Synthesize was the word of order for fall at Juun.J, directions the designer imposed on himself and tackled with focus. And what was he synthesizing? Material-wise, a fresh profusion of checked and camouflage patterns were blended with dark solids and metallic nylon; sleek, tailored suits and long, slim dresses melded with voluminous, technical outerwear — from trenches to the puffiest of puffer jackets. The designer also mentioned gender, and the coed lineup toggled easily between the masculine and feminine, with a bit of shared territory here and there. Mostly, though, he pushed deeply into both, with the women wearing sharp stiletto boots with slim trousers, while the men glided by on chunky sneakers and looser pants.

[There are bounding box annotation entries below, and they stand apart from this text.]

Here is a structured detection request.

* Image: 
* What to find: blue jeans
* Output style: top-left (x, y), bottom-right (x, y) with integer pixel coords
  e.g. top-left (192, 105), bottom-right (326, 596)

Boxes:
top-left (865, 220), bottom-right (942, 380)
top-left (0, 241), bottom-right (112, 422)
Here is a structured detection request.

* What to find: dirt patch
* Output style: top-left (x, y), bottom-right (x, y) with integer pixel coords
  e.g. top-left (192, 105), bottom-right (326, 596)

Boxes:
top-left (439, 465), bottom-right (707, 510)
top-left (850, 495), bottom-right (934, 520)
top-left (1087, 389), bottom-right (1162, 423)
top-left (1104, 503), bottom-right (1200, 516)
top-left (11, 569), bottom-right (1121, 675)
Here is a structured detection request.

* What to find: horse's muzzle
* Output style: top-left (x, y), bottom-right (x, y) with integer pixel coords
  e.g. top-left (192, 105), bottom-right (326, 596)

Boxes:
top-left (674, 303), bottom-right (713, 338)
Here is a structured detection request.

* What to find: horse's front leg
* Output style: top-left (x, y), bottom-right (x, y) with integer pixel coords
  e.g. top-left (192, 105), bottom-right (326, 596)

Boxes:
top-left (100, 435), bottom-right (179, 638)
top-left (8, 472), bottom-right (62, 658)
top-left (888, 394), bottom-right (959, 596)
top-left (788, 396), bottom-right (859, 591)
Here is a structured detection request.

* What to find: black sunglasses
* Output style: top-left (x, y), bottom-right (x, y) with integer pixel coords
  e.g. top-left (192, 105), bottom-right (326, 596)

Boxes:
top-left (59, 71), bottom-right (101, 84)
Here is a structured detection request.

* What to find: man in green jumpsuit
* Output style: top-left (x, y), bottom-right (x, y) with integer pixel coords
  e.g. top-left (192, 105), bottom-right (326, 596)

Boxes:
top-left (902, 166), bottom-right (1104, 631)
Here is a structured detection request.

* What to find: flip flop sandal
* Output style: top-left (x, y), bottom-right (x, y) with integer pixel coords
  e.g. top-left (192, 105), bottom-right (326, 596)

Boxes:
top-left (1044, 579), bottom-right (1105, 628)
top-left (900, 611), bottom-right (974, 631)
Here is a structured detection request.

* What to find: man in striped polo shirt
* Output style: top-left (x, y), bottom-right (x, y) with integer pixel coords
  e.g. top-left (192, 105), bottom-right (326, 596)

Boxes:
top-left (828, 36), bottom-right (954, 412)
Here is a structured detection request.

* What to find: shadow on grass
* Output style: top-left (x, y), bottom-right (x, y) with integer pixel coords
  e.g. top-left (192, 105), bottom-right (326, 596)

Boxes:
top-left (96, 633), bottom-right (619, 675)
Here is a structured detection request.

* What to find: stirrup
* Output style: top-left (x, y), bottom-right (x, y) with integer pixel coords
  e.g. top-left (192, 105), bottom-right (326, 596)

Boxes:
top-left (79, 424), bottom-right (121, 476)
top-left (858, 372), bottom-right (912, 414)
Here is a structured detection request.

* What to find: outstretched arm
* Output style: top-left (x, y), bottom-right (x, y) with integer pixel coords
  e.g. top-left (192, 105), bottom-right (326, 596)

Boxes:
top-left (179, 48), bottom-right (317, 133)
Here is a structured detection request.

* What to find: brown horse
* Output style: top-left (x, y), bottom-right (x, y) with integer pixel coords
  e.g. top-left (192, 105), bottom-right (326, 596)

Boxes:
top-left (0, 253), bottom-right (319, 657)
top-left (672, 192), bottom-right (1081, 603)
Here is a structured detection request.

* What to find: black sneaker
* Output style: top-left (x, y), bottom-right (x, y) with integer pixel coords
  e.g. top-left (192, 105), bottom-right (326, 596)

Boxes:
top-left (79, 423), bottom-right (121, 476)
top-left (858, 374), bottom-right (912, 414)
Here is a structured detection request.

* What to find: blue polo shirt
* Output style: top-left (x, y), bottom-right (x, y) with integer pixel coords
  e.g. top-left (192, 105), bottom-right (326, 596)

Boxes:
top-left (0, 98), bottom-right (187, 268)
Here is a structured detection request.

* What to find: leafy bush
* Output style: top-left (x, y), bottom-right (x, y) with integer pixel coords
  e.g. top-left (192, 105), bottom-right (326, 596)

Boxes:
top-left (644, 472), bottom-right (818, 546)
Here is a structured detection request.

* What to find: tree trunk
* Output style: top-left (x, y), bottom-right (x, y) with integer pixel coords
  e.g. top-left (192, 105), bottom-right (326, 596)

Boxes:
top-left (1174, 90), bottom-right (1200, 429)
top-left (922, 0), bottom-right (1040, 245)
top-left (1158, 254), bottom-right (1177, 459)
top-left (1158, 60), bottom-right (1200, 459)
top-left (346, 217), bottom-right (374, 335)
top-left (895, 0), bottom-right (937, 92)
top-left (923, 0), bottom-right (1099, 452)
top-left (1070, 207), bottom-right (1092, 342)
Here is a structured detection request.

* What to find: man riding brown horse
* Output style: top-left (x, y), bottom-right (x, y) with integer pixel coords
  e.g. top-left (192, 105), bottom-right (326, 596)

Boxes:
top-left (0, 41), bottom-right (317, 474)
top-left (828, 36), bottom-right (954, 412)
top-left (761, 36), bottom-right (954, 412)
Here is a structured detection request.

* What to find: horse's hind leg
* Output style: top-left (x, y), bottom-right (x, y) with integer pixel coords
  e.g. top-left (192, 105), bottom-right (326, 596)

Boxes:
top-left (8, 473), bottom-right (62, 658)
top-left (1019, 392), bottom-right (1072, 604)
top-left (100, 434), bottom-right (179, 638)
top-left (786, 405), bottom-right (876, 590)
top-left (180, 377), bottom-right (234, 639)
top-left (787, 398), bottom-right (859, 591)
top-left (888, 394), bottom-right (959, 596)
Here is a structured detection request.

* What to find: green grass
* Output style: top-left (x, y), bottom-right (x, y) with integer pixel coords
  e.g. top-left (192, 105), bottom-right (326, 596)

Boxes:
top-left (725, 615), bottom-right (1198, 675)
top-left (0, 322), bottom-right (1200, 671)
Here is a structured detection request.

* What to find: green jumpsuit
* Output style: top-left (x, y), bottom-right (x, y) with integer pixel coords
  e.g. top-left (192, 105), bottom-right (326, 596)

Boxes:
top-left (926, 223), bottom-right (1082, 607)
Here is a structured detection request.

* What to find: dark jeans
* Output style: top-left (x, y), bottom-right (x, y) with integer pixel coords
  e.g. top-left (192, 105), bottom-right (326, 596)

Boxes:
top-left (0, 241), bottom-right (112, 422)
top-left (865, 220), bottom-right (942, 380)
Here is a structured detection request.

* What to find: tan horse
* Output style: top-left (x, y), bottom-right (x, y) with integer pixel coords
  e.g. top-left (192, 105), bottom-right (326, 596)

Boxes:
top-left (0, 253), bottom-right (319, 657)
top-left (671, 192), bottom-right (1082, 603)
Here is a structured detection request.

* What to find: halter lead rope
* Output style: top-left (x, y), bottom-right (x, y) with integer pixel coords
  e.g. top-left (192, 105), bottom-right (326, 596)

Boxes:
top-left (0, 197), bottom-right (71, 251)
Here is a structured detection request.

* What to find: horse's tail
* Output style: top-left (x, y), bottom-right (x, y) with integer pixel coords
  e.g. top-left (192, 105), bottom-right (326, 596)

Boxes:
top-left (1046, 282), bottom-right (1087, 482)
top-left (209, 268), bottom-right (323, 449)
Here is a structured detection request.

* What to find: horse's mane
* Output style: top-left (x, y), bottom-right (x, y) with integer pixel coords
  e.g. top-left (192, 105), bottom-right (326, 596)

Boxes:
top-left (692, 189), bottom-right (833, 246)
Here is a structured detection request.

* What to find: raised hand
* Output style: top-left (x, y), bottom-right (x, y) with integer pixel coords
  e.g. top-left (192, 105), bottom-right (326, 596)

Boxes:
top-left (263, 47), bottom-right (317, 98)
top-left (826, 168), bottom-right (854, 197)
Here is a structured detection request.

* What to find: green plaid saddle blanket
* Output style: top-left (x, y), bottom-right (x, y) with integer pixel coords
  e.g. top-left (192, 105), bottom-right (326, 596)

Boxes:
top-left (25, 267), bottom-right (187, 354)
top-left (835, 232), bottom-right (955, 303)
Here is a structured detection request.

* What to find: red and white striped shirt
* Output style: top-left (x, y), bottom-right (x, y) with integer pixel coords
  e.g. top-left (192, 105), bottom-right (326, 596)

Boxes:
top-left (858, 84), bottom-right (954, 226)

Much of the collection was elegant — quite — and his ongoing experiment with volumes felt more targeted and precise than previous seasons. Tailored suit jackets carried sharp and angular shoulders, many of them cut from two fabrics — one on the right and the other on the left. All black, in one case, nylon on one side and cotton on the other; or mismatched plaids.
Detached puffer jacket hoods, with baseball-cap bills, became a new fashionable form of headgear, worn by both genders — the silhouette falling somewhere between an aviator cap and a diving helmet, extending to the shoulders at times, like a footballer’s shoulder pads.
“You can wear it alone, like a headset and actually attach it back to the puffer jacket,” noted the designer, backstage before the show.
Fringes added a soft and cozy touch to the collection that was appealing, bringing movement to the bottom of a long, black coat.
“It’s about putting the elegance and the classic there, and adding it on to the sports,” was his description, through an interpreter. With this synthesis in mind, he churned out some handsome looks.